Asal-usul dan fungsi
Asal-usul keris belum sepenuhnya terjelaskan karena tidak ada sumber
tertulis yang deskriptif mengenainya dari masa sebelum abad ke-15,
meskipun penyebutan istilah "keris" telah tercantum pada
prasasti dari abad ke-9 Masehi. Kajian ilmiah perkembangan bentuk keris kebanyakan didasarkan pada analisis figur di
relief candi atau
patung. Sementara itu, pengetahuan mengenai fungsi keris dapat dilacak dari beberapa
prasasti dan laporan-laporan penjelajah asing ke Nusantara.
Awal mula: Pengaruh India-Tiongkok
Senjata tajam dengan bentuk yang diduga menjadi sumber inspirasi
pembuatan keris dapat ditemukan pada peninggalan-peninggalan perundagian
dari
Kebudayaan Dongson dan Tiongkok selatan.
Dugaan pengaruh kebudayaan Tiongkok Kuna dalam penggunaan senjata
tikam, sebagai cikal-bakal keris, dimungkinkan masuk melalui
kebudayaan Dongson
(Vietnam) yang merupakan "jembatan" masuknya pengaruh kebudayaan
Tiongkok ke Nusantara. Sejumlah keris masa kini untuk keperluan sesajian
memiliki gagang berbentuk manusia (tidak distilir seperti keris
modern), sama dengan belati Dongson, dan menyatu dengan bilahnya.
Sikap menghormati berbagai benda-benda garapan
logam dapat ditelusuri sebagai pengaruh
India, khususnya
Siwaisme. Prasasti Dakuwu (abad ke-6) menunjukkan
ikonografi India yang menampilkan "wesi aji" seperti
trisula,
kudhi,
arit, dan keris
sombro. Para sejarawan umumnya bersepakat, keris dari periode pra-
Singasari
dikenal sebagai "keris Buda", yang berbentuk pendek dan tidak berluk
(lurus), dan dianggap sebagai bentuk awal (prototipe) keris.
Beberapa belati temuan dari kebudayaan Dongson memiliki kemiripan
dengan keris Buda dan keris sajen. Keris sajen memiliki bagian pegangan
dari logam yang menyatu dengan bilah keris.
Prototipe keris dari masa pra-Majapahit
Pahatan arca megalitik dan relief candi dari masa megalitikum sampai
abad 10-11 penanggalan Masehi kebanyakan menampilkan bentuk-bentuk
senjata tikam dan "wesi aji" lainnya yang mirip senjata dari Dongson
maupun India. Bentuk senjata tikam yang diduga merupakan prototipe keris
tersebut bilahnya belum memiliki kecondongan terhadap ganja sehingga
bilah terkesan simetris, selain itu pada umumnya menunjukan
hulu/deder/ukiran yang merupakan satu kesatuan dengan bilah (
deder iras).
Yang paling menyerupai keris adalah peninggalan megalitikum dari lembah
Basemah Lahat Sumatera Selatan dari abad 10-5 SM yang menggambarkan
kesatria sedang menunggang gajah dengan membawa senjata tikam (belati)

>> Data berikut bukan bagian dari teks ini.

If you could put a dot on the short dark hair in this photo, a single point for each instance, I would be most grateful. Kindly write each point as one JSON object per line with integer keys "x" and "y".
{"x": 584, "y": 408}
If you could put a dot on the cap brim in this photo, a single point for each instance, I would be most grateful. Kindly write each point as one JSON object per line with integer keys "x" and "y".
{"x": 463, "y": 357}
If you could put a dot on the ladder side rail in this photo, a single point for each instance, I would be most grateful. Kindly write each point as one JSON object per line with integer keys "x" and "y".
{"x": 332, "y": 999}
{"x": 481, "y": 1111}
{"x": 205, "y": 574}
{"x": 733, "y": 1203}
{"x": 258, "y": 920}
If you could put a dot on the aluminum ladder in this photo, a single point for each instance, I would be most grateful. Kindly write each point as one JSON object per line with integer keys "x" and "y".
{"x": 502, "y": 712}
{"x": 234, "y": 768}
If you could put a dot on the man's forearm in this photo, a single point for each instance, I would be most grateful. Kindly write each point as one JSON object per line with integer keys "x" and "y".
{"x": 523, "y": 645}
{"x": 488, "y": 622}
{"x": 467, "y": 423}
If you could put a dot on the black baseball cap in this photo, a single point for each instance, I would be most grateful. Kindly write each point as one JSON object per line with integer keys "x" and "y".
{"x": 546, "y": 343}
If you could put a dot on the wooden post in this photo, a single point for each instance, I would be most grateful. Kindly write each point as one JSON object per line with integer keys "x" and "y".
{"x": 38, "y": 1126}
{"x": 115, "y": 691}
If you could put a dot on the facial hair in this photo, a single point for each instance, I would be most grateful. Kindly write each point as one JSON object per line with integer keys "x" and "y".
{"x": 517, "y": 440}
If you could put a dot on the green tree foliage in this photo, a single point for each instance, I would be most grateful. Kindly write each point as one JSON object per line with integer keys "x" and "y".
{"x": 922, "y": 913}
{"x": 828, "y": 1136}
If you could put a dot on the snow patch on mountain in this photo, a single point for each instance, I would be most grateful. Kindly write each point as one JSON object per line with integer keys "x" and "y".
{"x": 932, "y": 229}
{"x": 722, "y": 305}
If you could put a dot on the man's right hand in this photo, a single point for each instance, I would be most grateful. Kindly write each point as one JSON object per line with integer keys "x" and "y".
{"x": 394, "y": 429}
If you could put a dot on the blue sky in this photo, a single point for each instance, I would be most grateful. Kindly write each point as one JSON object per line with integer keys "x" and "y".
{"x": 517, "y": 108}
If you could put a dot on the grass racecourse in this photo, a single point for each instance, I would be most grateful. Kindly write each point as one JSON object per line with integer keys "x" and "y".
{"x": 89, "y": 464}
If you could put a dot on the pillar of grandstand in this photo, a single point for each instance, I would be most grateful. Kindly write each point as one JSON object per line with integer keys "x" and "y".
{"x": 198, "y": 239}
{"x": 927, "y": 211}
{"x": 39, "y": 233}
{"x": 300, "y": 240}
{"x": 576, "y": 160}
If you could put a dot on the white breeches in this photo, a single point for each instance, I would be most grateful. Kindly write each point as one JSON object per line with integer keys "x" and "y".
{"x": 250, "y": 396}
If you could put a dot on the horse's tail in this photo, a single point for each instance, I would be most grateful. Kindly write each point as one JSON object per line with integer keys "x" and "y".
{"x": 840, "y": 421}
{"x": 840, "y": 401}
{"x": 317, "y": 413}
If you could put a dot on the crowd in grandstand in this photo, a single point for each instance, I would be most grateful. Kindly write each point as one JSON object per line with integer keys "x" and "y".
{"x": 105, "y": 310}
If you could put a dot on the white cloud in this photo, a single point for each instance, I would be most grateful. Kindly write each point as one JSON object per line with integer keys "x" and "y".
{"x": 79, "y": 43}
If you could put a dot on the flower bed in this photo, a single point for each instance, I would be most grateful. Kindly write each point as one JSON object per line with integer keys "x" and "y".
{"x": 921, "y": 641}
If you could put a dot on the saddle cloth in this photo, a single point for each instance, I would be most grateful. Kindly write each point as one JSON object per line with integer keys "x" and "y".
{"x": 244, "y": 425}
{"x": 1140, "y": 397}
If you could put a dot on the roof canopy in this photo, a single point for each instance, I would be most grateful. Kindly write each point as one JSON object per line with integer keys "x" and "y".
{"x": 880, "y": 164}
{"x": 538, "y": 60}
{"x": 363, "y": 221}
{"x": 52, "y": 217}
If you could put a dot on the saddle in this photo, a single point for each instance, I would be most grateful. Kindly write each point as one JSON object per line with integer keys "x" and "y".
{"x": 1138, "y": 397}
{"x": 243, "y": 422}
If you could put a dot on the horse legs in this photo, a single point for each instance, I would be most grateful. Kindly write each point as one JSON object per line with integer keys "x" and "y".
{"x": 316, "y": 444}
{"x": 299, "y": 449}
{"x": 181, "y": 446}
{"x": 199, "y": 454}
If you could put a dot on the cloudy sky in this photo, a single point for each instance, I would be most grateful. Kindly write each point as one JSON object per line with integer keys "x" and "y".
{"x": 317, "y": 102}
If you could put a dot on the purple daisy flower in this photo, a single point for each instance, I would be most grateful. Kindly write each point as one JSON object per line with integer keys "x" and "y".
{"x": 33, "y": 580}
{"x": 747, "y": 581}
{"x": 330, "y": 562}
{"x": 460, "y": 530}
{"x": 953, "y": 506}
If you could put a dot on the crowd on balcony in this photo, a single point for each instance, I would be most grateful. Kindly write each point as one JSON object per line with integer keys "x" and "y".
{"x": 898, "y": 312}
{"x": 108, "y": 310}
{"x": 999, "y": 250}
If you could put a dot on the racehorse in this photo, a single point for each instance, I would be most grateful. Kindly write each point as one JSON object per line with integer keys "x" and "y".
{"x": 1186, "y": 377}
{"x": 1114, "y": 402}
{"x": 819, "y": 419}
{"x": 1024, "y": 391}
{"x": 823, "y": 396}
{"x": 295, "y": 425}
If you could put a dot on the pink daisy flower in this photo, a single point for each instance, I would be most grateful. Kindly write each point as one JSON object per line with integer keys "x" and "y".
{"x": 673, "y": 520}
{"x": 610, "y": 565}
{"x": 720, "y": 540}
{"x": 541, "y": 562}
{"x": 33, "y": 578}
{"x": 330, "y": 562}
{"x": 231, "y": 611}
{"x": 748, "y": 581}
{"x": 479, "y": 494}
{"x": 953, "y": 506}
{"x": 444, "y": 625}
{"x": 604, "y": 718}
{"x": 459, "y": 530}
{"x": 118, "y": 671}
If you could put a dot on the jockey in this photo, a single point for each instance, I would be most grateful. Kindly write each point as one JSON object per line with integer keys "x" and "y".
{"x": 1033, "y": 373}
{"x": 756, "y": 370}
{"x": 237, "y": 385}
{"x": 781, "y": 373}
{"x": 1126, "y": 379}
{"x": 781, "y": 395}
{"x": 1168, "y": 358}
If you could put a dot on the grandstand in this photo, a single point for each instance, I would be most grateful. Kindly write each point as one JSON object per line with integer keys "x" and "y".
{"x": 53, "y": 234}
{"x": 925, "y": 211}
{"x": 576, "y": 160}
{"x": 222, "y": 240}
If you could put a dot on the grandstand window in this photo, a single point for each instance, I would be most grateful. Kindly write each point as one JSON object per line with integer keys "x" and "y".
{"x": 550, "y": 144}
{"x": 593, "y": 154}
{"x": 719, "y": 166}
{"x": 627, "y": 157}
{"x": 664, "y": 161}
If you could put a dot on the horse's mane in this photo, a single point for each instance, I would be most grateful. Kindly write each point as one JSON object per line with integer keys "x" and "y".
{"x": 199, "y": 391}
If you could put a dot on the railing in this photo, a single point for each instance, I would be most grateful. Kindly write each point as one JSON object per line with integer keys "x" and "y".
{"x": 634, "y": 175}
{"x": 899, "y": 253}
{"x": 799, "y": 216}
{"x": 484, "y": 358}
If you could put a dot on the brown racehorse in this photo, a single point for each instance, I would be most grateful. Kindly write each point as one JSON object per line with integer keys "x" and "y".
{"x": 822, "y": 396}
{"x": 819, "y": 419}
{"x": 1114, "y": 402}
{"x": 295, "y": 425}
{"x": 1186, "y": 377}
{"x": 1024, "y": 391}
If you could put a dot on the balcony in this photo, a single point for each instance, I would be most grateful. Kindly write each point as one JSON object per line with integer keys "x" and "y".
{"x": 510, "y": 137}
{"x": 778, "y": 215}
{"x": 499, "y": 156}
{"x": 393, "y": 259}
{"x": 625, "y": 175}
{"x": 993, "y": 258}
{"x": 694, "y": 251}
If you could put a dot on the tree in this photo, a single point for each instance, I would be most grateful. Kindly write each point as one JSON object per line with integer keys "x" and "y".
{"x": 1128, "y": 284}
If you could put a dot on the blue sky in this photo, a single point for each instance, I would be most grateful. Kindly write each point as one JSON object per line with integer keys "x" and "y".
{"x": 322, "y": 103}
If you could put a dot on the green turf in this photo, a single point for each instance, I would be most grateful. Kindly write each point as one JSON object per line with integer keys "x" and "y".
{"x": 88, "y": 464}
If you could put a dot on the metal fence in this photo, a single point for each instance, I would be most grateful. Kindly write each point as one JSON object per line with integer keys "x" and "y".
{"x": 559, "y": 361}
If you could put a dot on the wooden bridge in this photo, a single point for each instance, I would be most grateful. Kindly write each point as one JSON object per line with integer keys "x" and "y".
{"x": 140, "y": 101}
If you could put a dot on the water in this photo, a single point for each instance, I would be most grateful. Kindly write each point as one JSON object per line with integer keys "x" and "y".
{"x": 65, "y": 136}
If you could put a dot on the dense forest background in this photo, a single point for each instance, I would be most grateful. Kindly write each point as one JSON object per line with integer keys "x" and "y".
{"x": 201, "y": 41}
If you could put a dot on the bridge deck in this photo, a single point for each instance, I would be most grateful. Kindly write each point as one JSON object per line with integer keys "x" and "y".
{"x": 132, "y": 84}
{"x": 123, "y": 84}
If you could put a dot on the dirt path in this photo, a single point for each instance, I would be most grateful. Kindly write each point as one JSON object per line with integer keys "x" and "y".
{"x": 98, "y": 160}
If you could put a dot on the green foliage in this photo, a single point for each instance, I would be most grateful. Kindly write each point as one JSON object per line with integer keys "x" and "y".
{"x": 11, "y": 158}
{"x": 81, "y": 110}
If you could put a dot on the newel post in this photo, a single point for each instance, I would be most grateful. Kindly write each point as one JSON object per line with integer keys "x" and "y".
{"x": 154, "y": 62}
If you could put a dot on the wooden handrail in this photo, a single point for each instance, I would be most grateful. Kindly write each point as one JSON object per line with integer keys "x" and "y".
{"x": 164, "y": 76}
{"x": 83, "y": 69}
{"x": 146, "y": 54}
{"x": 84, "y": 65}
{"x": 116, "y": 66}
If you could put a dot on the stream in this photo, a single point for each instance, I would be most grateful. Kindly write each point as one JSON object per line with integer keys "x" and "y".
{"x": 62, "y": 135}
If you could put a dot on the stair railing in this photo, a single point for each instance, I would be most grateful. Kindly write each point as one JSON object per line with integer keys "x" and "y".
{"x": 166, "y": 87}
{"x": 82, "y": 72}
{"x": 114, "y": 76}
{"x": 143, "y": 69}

sejenis dengan keris hanya saja kecondongan bilah bukan terhadap ganja
tetapi terdapat kecondongan (derajat kemiringan) terhadap hulunya.
Selain itu satu panel relief Candi Borobudur (abad ke-9) yang
memperlihatkan seseorang memegang benda serupa keris tetapi belum
memiliki derajat kecondongan dan hulu/deder nya masih menyatu dengan
bilah.
Dari abad yang sama,
prasasti Karangtengah
berangka tahun 824 Masehi menyebut istilah "keris" dalam suatu daftar
peralatan. Prasasti Poh (904 M) menyebut "keris" sebagai bagian dari
sesaji yang perlu dipersembahkan. Walaupun demikian, tidak diketahui apakah "keris" itu mengacu pada benda seperti yang dikenal sekarang.
Dalam pengetahuan perkerisan Jawa (
padhuwungan), keris dari
masa pra-Kadiri-Singasari dikenal sebagai "keris Buda" atau "keris
sombro". Keris-keris ini tidak berpamor dan sederhana.
Keris Buda dianggap sebagai bentuk pengawal keris modern. Contoh bentuk
keris Buda yang kerap dikutip adalah milik keluarga Knaud dari
Batavia yang didapat Charles Knaud, seorang Belanda peminat mistisisme Jawa, dari Sri
Paku Alam V. Keris ini memiliki relief tokoh epik
Ramayana pada permukaan bilahnya dan mencantumkan angka tahun Saka 1264 (
1342 Masehi), sezaman dengan Candi Penataran, meskipun ada yang meragukan penanggalannya.
Keris Buda memiliki kemiripan bentuk dengan berbagai gambaran belati
yang terlihat pada candi-candi di Jawa sebelum abad ke-11. Belati pada
candi-candi ini masih memperlihatkan ciri-ciri senjata India, belum
mengalami "pemribumian" (indigenisasi). Adanya berbagai penggambaran
berbagai "wesi aji" sebagai komponen ikon-ikon dewa Hindu telah membawa
sikap penghargaan terhadap berbagai senjata, termasuk keris kelak.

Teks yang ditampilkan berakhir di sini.